Oh man, bet you weren't thinking that would happen.  That makes a change in POV kinda necessary; so let's see if you guys can deal with some handy third person.

*****

Scarlet

Epilogue

*****

"Slow down!" a woman's voice called out across the clearing as two children raced to the top of the flowered hill that was their first destination.  "I'm serious!  This isn't funny!"

"Hurry up, mama!" the girl, who looked to be about twelve, yelled out the weary looking woman who looked like she was barely old enough to be her mother.  "He'll be here, won't he?"

"Of course he will, Yumeko." She sighed and took her time striding across the space between them gracefully, as was her wont.  "He loves to play with you two.  Now, stop and pick some flowers like I showed you."

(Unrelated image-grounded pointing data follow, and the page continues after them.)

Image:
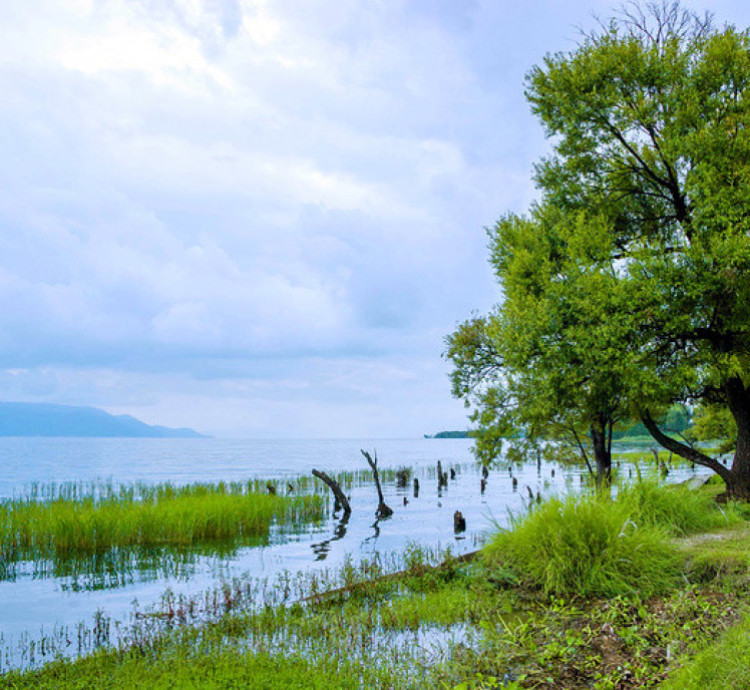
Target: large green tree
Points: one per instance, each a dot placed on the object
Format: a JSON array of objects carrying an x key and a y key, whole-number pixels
[
  {"x": 648, "y": 118},
  {"x": 544, "y": 370}
]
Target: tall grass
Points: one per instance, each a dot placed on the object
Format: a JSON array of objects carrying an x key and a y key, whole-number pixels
[
  {"x": 721, "y": 666},
  {"x": 73, "y": 519},
  {"x": 588, "y": 546},
  {"x": 595, "y": 545}
]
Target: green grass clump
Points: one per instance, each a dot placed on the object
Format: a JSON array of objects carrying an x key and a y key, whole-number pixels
[
  {"x": 588, "y": 546},
  {"x": 595, "y": 545},
  {"x": 181, "y": 666},
  {"x": 163, "y": 515},
  {"x": 724, "y": 665},
  {"x": 677, "y": 508}
]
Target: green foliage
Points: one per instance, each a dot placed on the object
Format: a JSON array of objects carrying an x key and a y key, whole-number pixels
[
  {"x": 715, "y": 422},
  {"x": 587, "y": 546},
  {"x": 163, "y": 515},
  {"x": 724, "y": 665},
  {"x": 595, "y": 545},
  {"x": 626, "y": 288},
  {"x": 677, "y": 509}
]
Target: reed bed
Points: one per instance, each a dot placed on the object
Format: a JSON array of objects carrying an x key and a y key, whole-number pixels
[{"x": 54, "y": 522}]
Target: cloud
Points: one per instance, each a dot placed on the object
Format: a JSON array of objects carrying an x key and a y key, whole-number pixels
[{"x": 272, "y": 206}]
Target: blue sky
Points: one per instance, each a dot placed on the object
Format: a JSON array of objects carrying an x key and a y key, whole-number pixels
[{"x": 261, "y": 217}]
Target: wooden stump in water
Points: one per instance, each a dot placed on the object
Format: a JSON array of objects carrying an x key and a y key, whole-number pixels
[
  {"x": 459, "y": 522},
  {"x": 340, "y": 500},
  {"x": 383, "y": 510}
]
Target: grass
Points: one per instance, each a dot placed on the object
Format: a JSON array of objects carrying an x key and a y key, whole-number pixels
[
  {"x": 593, "y": 545},
  {"x": 57, "y": 523},
  {"x": 489, "y": 623},
  {"x": 724, "y": 665}
]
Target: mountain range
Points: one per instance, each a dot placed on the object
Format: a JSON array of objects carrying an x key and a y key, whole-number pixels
[{"x": 41, "y": 419}]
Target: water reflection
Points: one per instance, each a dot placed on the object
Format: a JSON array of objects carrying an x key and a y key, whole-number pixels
[{"x": 322, "y": 548}]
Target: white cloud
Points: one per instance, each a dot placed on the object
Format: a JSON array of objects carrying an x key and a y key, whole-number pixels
[{"x": 265, "y": 209}]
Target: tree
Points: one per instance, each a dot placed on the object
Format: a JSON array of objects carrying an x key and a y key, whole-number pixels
[
  {"x": 529, "y": 368},
  {"x": 649, "y": 123}
]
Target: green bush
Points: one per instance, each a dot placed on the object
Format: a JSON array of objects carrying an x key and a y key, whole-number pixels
[
  {"x": 677, "y": 508},
  {"x": 587, "y": 545},
  {"x": 722, "y": 666}
]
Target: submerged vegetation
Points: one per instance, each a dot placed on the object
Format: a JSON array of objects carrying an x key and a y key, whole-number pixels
[
  {"x": 568, "y": 597},
  {"x": 68, "y": 521}
]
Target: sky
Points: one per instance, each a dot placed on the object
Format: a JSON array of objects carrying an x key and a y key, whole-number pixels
[{"x": 261, "y": 218}]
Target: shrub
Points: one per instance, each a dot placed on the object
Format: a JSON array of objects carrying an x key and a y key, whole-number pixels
[{"x": 587, "y": 545}]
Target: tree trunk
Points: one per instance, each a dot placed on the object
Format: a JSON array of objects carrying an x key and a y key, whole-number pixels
[
  {"x": 690, "y": 453},
  {"x": 383, "y": 510},
  {"x": 338, "y": 494},
  {"x": 738, "y": 399},
  {"x": 602, "y": 454}
]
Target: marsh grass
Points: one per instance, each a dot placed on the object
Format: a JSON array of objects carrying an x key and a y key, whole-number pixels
[
  {"x": 586, "y": 546},
  {"x": 72, "y": 520},
  {"x": 594, "y": 545}
]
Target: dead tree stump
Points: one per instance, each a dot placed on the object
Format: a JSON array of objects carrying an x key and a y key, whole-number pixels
[
  {"x": 383, "y": 510},
  {"x": 338, "y": 494}
]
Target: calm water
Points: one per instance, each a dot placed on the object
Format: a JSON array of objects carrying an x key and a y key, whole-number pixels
[{"x": 35, "y": 604}]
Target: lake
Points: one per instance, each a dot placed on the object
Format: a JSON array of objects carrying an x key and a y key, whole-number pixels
[{"x": 38, "y": 602}]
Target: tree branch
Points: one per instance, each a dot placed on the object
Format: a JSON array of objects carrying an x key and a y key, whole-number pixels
[{"x": 683, "y": 450}]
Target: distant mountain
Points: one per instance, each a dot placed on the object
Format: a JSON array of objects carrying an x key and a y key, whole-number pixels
[{"x": 39, "y": 419}]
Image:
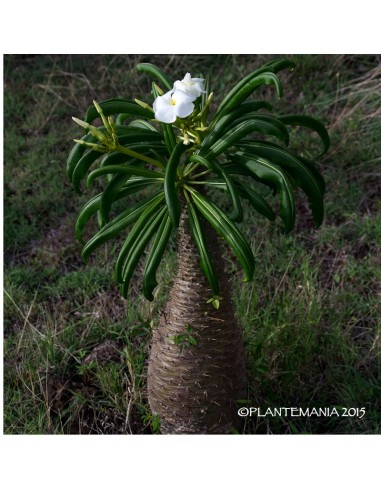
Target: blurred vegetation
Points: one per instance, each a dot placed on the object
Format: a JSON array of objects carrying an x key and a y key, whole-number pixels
[{"x": 75, "y": 352}]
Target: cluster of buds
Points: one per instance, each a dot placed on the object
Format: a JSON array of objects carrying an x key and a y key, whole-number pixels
[
  {"x": 178, "y": 106},
  {"x": 106, "y": 141}
]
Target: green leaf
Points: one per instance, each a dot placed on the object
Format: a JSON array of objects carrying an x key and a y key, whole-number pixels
[
  {"x": 272, "y": 175},
  {"x": 155, "y": 72},
  {"x": 246, "y": 192},
  {"x": 93, "y": 205},
  {"x": 122, "y": 169},
  {"x": 239, "y": 94},
  {"x": 155, "y": 256},
  {"x": 199, "y": 239},
  {"x": 273, "y": 66},
  {"x": 82, "y": 167},
  {"x": 300, "y": 172},
  {"x": 110, "y": 193},
  {"x": 76, "y": 154},
  {"x": 237, "y": 213},
  {"x": 117, "y": 106},
  {"x": 229, "y": 231},
  {"x": 148, "y": 211},
  {"x": 218, "y": 127},
  {"x": 170, "y": 189},
  {"x": 143, "y": 125},
  {"x": 120, "y": 157},
  {"x": 121, "y": 222},
  {"x": 137, "y": 248},
  {"x": 233, "y": 136},
  {"x": 308, "y": 122}
]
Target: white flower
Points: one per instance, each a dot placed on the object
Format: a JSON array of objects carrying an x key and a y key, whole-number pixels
[
  {"x": 173, "y": 104},
  {"x": 194, "y": 87}
]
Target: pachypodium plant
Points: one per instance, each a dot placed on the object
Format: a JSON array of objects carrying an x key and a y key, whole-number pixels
[{"x": 162, "y": 160}]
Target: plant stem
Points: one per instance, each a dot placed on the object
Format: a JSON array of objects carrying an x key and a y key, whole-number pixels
[
  {"x": 201, "y": 174},
  {"x": 137, "y": 155},
  {"x": 190, "y": 169}
]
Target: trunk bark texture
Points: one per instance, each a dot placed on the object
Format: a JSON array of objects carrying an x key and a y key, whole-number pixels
[{"x": 194, "y": 388}]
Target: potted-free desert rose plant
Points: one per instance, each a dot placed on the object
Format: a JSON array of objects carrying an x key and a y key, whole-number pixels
[{"x": 161, "y": 161}]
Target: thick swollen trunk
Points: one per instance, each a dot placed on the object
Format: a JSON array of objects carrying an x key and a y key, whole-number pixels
[{"x": 193, "y": 388}]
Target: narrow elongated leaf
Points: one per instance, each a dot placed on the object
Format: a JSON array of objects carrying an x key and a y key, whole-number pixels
[
  {"x": 170, "y": 189},
  {"x": 143, "y": 125},
  {"x": 121, "y": 222},
  {"x": 237, "y": 213},
  {"x": 124, "y": 169},
  {"x": 272, "y": 126},
  {"x": 155, "y": 72},
  {"x": 199, "y": 239},
  {"x": 311, "y": 123},
  {"x": 229, "y": 231},
  {"x": 93, "y": 205},
  {"x": 110, "y": 193},
  {"x": 137, "y": 248},
  {"x": 233, "y": 136},
  {"x": 148, "y": 149},
  {"x": 77, "y": 153},
  {"x": 246, "y": 192},
  {"x": 218, "y": 127},
  {"x": 245, "y": 90},
  {"x": 301, "y": 173},
  {"x": 274, "y": 66},
  {"x": 146, "y": 213},
  {"x": 271, "y": 174},
  {"x": 116, "y": 106},
  {"x": 155, "y": 256},
  {"x": 82, "y": 167}
]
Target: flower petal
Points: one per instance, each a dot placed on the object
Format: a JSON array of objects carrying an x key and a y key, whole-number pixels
[{"x": 184, "y": 109}]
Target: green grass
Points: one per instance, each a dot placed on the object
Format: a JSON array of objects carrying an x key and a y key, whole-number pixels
[{"x": 75, "y": 352}]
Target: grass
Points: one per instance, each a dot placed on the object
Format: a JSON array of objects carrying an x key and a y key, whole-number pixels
[{"x": 75, "y": 352}]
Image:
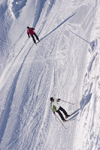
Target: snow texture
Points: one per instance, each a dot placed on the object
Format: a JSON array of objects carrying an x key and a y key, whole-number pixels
[{"x": 65, "y": 64}]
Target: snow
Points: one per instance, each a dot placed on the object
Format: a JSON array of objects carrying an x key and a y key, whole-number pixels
[{"x": 65, "y": 64}]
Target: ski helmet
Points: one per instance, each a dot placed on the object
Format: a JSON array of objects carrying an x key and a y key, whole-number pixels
[{"x": 51, "y": 98}]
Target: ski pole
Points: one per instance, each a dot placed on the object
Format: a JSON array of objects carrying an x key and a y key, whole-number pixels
[
  {"x": 60, "y": 121},
  {"x": 67, "y": 102}
]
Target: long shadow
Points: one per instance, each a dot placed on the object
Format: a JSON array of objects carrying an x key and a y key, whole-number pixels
[{"x": 58, "y": 26}]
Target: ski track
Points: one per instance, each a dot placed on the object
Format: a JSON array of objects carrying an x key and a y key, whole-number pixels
[
  {"x": 64, "y": 64},
  {"x": 89, "y": 122}
]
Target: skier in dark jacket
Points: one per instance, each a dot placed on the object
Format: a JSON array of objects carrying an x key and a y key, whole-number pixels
[
  {"x": 32, "y": 33},
  {"x": 56, "y": 108}
]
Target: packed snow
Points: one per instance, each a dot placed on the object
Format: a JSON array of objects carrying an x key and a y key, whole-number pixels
[{"x": 65, "y": 64}]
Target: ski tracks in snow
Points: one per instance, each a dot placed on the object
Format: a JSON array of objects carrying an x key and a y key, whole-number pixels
[{"x": 89, "y": 124}]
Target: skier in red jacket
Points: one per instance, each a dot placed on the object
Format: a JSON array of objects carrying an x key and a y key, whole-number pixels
[{"x": 32, "y": 33}]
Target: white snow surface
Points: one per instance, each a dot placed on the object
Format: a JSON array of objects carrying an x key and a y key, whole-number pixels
[{"x": 65, "y": 64}]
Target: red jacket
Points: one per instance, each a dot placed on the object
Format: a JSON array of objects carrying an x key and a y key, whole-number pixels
[{"x": 30, "y": 31}]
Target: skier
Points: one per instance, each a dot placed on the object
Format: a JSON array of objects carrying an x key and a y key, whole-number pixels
[
  {"x": 56, "y": 108},
  {"x": 32, "y": 33}
]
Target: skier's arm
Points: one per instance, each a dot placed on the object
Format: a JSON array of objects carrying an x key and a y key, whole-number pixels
[{"x": 32, "y": 28}]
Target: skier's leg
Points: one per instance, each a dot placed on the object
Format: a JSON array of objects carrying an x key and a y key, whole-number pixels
[
  {"x": 33, "y": 39},
  {"x": 36, "y": 36},
  {"x": 63, "y": 110},
  {"x": 60, "y": 114}
]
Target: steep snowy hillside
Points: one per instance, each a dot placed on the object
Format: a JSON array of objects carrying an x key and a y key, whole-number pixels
[{"x": 64, "y": 64}]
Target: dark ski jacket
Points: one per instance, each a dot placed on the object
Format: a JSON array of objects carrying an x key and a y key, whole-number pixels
[{"x": 30, "y": 31}]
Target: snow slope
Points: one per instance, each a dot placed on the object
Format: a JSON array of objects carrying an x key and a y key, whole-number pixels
[{"x": 64, "y": 64}]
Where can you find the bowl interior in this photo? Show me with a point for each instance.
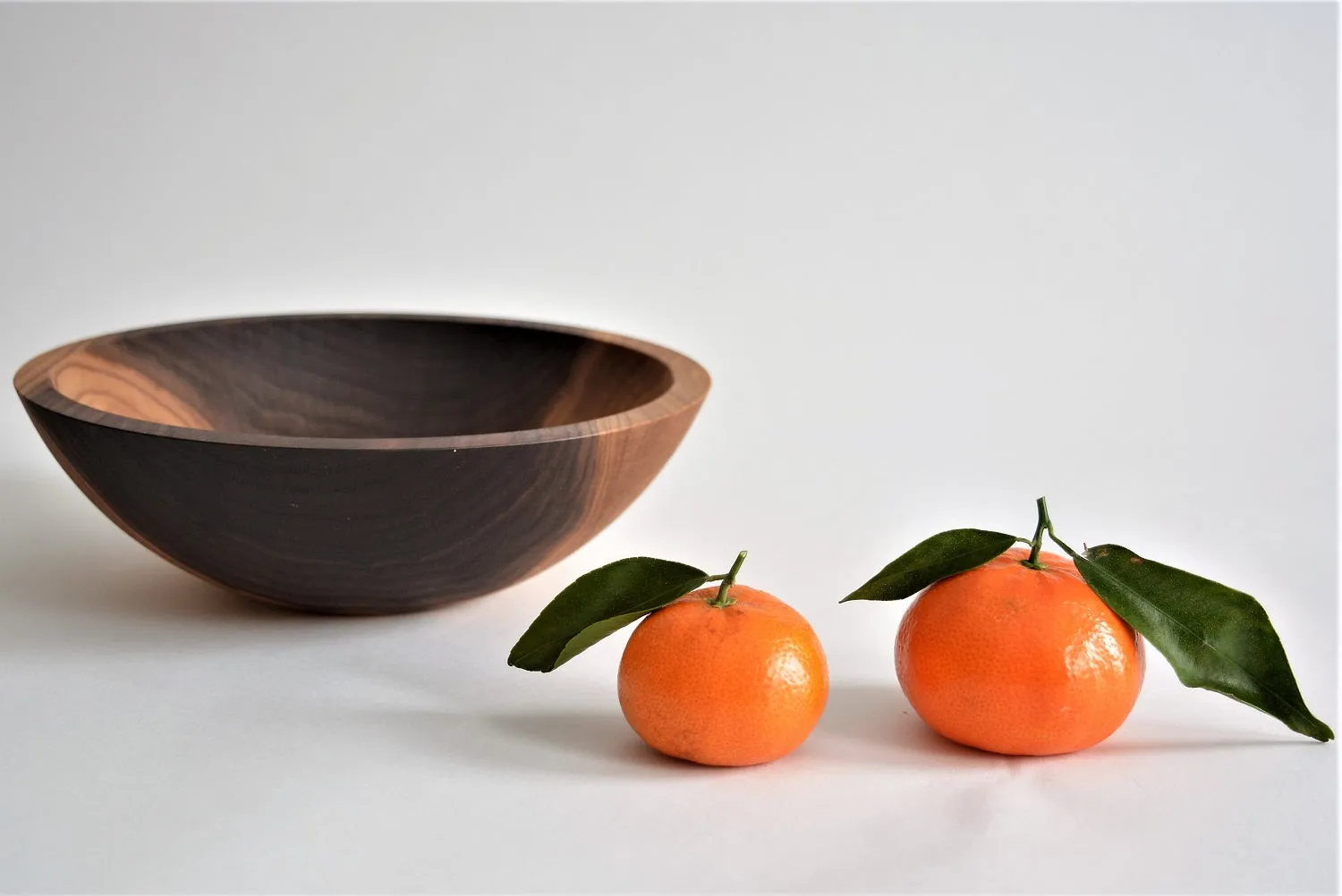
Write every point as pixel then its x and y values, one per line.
pixel 359 377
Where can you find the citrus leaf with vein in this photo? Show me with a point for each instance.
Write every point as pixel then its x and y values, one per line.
pixel 598 604
pixel 1216 638
pixel 942 555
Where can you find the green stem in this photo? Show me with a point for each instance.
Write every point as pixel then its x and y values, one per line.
pixel 1038 542
pixel 724 597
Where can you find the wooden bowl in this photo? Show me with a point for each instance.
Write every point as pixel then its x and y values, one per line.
pixel 362 463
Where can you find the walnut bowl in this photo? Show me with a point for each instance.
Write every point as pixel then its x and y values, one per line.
pixel 362 463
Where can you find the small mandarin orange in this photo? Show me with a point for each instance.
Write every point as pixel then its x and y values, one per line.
pixel 732 684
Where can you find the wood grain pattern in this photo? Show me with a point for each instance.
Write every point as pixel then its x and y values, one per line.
pixel 362 463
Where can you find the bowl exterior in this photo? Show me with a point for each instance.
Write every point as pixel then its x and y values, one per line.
pixel 357 530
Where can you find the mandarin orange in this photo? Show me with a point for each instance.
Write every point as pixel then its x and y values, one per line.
pixel 724 686
pixel 1019 660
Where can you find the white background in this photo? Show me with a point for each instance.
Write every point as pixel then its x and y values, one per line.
pixel 939 259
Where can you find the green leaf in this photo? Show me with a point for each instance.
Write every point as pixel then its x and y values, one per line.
pixel 1213 636
pixel 950 553
pixel 598 604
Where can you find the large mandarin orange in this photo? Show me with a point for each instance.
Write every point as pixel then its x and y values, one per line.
pixel 1019 660
pixel 724 686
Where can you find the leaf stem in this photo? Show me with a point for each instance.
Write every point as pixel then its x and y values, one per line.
pixel 724 597
pixel 1038 542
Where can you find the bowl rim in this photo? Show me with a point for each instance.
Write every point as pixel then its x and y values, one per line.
pixel 690 384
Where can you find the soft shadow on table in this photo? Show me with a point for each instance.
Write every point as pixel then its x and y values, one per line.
pixel 72 579
pixel 555 742
pixel 875 723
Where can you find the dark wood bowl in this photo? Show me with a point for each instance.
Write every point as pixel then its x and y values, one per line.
pixel 362 463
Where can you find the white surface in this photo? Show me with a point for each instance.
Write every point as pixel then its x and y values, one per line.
pixel 939 260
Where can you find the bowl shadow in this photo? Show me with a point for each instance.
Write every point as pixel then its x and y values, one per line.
pixel 72 579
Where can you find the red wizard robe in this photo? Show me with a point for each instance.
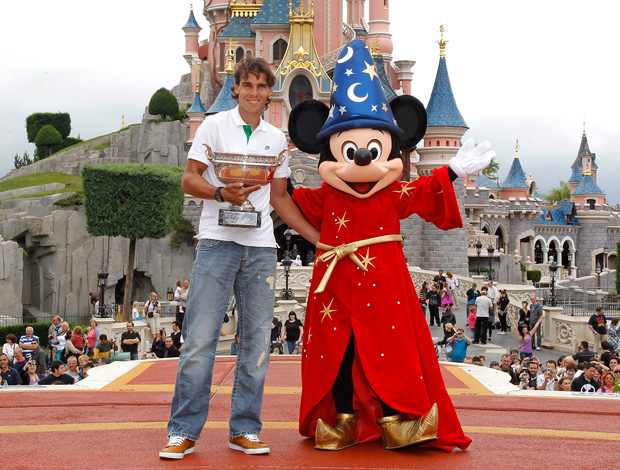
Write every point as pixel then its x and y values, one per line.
pixel 395 357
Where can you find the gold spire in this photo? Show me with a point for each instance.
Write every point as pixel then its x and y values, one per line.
pixel 442 43
pixel 517 149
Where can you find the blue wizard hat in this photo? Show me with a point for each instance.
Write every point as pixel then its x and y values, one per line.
pixel 357 100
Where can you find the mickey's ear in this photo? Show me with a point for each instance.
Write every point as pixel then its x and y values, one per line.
pixel 305 122
pixel 410 114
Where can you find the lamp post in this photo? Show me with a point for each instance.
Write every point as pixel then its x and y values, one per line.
pixel 102 278
pixel 491 250
pixel 553 267
pixel 478 250
pixel 286 293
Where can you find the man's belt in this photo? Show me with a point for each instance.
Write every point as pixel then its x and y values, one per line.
pixel 347 249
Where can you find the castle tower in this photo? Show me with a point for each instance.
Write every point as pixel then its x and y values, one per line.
pixel 438 249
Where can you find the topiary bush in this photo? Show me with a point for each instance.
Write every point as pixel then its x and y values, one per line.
pixel 164 104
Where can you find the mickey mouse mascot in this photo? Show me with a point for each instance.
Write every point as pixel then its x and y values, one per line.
pixel 369 365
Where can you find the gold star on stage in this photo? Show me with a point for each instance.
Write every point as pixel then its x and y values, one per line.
pixel 404 189
pixel 367 260
pixel 341 222
pixel 327 311
pixel 371 70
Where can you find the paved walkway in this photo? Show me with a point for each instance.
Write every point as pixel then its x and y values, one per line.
pixel 117 419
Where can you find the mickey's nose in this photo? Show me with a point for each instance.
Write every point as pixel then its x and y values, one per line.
pixel 362 157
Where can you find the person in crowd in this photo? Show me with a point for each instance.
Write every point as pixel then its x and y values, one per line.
pixel 57 376
pixel 459 342
pixel 103 347
pixel 8 375
pixel 502 311
pixel 293 331
pixel 70 350
pixel 53 332
pixel 524 314
pixel 506 366
pixel 471 320
pixel 9 346
pixel 563 385
pixel 39 359
pixel 72 368
pixel 598 325
pixel 585 382
pixel 483 308
pixel 422 296
pixel 434 300
pixel 472 294
pixel 158 345
pixel 446 296
pixel 176 335
pixel 526 347
pixel 453 284
pixel 92 335
pixel 26 340
pixel 613 335
pixel 130 340
pixel 536 312
pixel 151 312
pixel 583 353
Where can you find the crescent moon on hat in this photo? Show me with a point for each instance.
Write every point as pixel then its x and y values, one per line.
pixel 353 97
pixel 347 56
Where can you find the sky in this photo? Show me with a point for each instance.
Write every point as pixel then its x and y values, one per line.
pixel 528 70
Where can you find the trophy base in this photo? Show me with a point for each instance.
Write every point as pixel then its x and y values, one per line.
pixel 239 218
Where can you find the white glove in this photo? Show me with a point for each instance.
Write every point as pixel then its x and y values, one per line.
pixel 471 159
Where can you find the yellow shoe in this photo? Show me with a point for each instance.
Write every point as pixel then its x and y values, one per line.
pixel 337 438
pixel 177 448
pixel 399 432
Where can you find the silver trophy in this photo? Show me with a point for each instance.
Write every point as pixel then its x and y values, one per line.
pixel 246 169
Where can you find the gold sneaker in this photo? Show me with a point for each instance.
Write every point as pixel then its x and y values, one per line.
pixel 249 444
pixel 399 432
pixel 177 448
pixel 343 435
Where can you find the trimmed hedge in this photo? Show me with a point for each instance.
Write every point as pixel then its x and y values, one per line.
pixel 132 200
pixel 534 275
pixel 60 121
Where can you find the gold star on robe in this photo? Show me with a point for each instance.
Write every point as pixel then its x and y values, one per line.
pixel 404 190
pixel 327 311
pixel 367 260
pixel 342 222
pixel 370 70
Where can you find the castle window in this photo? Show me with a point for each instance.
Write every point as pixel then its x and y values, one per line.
pixel 300 90
pixel 279 48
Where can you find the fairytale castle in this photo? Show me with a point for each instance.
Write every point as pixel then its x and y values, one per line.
pixel 301 40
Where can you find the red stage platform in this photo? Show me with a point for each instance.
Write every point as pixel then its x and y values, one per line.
pixel 123 426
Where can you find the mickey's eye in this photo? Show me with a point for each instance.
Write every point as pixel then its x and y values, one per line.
pixel 375 149
pixel 348 151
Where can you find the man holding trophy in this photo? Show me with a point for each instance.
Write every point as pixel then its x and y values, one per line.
pixel 237 163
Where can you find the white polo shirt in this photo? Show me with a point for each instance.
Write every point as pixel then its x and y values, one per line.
pixel 224 132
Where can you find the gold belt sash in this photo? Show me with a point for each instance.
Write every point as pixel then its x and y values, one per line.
pixel 348 249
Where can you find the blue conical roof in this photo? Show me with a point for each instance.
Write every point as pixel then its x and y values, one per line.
pixel 442 110
pixel 224 101
pixel 197 106
pixel 516 176
pixel 587 186
pixel 191 21
pixel 575 177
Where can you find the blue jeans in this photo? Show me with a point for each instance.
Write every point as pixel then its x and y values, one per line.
pixel 220 268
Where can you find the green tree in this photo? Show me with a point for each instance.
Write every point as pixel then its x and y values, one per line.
pixel 559 194
pixel 491 170
pixel 132 201
pixel 164 103
pixel 46 138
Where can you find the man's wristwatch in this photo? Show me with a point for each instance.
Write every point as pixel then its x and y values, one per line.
pixel 218 194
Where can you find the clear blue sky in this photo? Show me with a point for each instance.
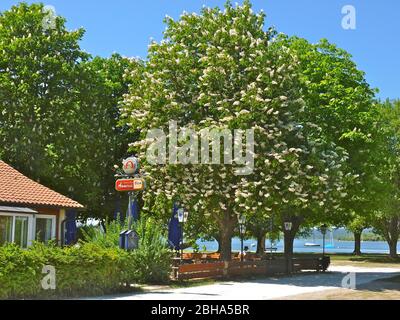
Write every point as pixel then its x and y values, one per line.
pixel 126 26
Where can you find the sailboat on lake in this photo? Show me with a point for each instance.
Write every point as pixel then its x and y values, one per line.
pixel 312 244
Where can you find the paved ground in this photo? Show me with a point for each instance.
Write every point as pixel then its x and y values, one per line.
pixel 263 289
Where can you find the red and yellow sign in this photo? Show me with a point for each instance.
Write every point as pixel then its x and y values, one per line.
pixel 130 184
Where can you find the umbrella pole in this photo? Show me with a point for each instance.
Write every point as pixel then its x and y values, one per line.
pixel 129 210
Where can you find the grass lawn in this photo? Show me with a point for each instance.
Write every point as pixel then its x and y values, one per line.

"Yes, mom!" both children called out in unison, making a great game of gathering all types of wildflowers and then bringing them to her mother, who used a blade of grass to expertly tie them together before she led them further up the hill.  They were going to the top, and they would be there soon enough if they took their time.  Of course, the children hated to take their time.  Kagura sighed slowly as she was passed up again, both of her children running further up the mountainside.  They knew the way to the cave almost as well as she did.  They'd been coming this way for nearly forty years, though it would shock any human to hear that her "babies" were old enough to be middle-aged adults.  Of course, youkai aged much slower than humans did, but that was only something youkai knew.  Or perhaps a few humans who had somehow come to live with youkai.  But Kagura didn't really know of any of those.  Her world was centered around her two children and their monthly visits to the cave she had lived in for nearly a year and a half.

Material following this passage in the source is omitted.